Prismatic World Model: Learning Compositional Dynamics for Planning in Hybrid Systems
arXiv:2512.08411v2 Announce Type: replace-cross
Abstract: Model-based planning in robotic domains is challenged by the hybrid nature of physical dynamics, where continuous motion is punctuated by discrete events such as contacts and impacts. Conventional latent world models typically employ monolithic neural networks that enforce global continuity, which over-smooths distinct dynamic modes (e.g., sticking vs. sliding, flight vs. stance). For a planner, this smoothing results in compounding errors during long-horizon lookaheads, rendering the search process unreliable at physical boundaries.

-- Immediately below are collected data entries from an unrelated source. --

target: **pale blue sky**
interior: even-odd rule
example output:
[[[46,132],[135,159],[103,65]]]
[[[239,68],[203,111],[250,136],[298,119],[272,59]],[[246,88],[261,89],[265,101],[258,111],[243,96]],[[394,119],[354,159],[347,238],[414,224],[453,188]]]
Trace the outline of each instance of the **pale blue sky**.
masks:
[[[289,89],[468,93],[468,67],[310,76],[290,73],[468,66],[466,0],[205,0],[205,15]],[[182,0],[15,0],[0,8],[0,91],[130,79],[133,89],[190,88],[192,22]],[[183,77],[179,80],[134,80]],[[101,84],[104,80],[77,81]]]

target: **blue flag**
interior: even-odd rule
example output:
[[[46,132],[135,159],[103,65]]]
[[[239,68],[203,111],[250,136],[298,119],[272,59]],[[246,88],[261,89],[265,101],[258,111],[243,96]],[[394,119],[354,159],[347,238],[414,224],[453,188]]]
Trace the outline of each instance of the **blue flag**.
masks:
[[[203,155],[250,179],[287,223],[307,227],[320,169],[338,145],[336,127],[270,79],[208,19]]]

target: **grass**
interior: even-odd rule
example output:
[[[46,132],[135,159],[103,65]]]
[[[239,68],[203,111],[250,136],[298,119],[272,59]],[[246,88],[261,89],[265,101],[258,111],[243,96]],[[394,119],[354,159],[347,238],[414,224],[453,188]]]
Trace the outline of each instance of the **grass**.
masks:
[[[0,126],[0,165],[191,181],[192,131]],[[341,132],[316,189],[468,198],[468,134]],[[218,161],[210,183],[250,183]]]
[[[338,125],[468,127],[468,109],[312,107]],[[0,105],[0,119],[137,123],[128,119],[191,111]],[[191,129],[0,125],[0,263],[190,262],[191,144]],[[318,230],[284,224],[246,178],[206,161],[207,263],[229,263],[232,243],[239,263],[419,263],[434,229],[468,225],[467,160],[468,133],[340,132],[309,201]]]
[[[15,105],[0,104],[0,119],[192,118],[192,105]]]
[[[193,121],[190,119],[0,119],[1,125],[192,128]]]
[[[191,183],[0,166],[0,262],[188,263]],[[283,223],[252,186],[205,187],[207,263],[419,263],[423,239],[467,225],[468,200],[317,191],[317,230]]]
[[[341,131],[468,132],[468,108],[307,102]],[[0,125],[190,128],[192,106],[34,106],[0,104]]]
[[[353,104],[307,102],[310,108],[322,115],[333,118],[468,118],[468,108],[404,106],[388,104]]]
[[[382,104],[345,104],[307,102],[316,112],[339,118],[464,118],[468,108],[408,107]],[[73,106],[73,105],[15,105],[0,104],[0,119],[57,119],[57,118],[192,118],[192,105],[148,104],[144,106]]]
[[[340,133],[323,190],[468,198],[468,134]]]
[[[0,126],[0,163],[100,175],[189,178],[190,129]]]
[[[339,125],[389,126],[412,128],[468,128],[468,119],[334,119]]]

To address this, we introduce the Prismatic World Model (PRISM-WM), a structured architecture designed to decompose complex hybrid dynamics into composable primitives. PRISM-WM uses a context-aware Mixture-of-Experts (MoE) framework where a gating mechanism implicitly identifies the current physical mode, and specialized experts predict the associated transition dynamics. We further introduce a latent orthogonalization objective to ensure expert diversity, preventing mode collapse. By modeling the mode transitions in system dynamics, PRISM-WM reduces rollout drift. Experiments on continuous control benchmarks, including high-dimensional humanoids and multi-task settings, demonstrate that PRISM-WM provides a high-fidelity substrate for trajectory optimization algorithms (e.g., TD-MPC), indicating its potential as a foundational model for model-based agents.